In the evening I drove back in an open carriage. I had no cloak, and a cold north wind was blowing; I was perishing with cold, but instead of going to bed at once I accompanied the Berliner to the house of a woman who had a daughter of the utmost beauty. Though the girl was only fourteen, she had all the indications of the marriageable age, and yet none of the Provencal amateurs had succeeded in making her see daylight. My friend had already made several unsuccessful efforts. I laughed at him, as I knew it was all a cheat, and I followed him to the house with the idea of making the young imposter dismount from her high horse, as I had done in similar cases in England and Metz.

We set to work; and, far from resisting, the girl said she would be only too glad to get rid of the troublesome burden.

I saw that the difficulty only proceeded from the way she held herself, and I ought to have whipped her, as I had done in Venice twenty-five years ago, but I was foolish enough to try to take the citadel by storm. But my age of miracles was gone.

I wearied myself to no purpose for a couple of hours, and then went to my inn, leaving the young Prussian to do his best.

I went to bed with a pain in my side, and after six hours' sleep awoke feeling thoroughly ill. I had pleurisy. My landlord called in an old doctor, who refused to let me blood. A severe cough came on, and the next day I began to spit blood. In six or seven days the malady became so serious that I was confessed and received the last sacraments.

On the tenth day, the disease having abated for three days, my clever old doctor answered for my life, but I continued to spit blood till the eighteenth day.

My convalescence lasted for three weeks, and I found it more trying than the actual illness, for a man in pain has no time to grow weary.
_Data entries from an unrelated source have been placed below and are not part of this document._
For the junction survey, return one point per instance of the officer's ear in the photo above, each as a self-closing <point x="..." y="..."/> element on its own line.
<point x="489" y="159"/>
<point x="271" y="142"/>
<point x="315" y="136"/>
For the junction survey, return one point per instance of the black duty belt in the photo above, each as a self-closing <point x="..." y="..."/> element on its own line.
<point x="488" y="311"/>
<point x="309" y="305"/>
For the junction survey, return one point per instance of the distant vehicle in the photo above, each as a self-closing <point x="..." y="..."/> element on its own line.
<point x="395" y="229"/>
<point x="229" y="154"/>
Throughout the whole case I was tended day and night by a strange woman, of whom I knew nothing. She nursed me with the tenderest care, and I awaited my recovery to give her my sincere thanks.

She was not an old woman, neither was she attractive looking. She had slept in my room all the time. After Eastertide, feeling I was well enough to venture out, I thanked her to the best of my ability, and asked who had sent her to me. She told me it was the doctor, and so bade me farewell.

A few days later I was thanking my old doctor for having procured me such a capital nurse, but he stared at me and said he knew nothing about the woman.

I was puzzled, and asked my landlord if she could throw any light on the strange nurse's identity; but she knew nothing, and her ignorance seemed universal. I could not discover whence or how she came to attend me.

After my convalescence I took care to get all the letters which had been awaiting me, and amongst them was a letter from my brother in Paris, in answer to the epistle I wrote him from Perpignan.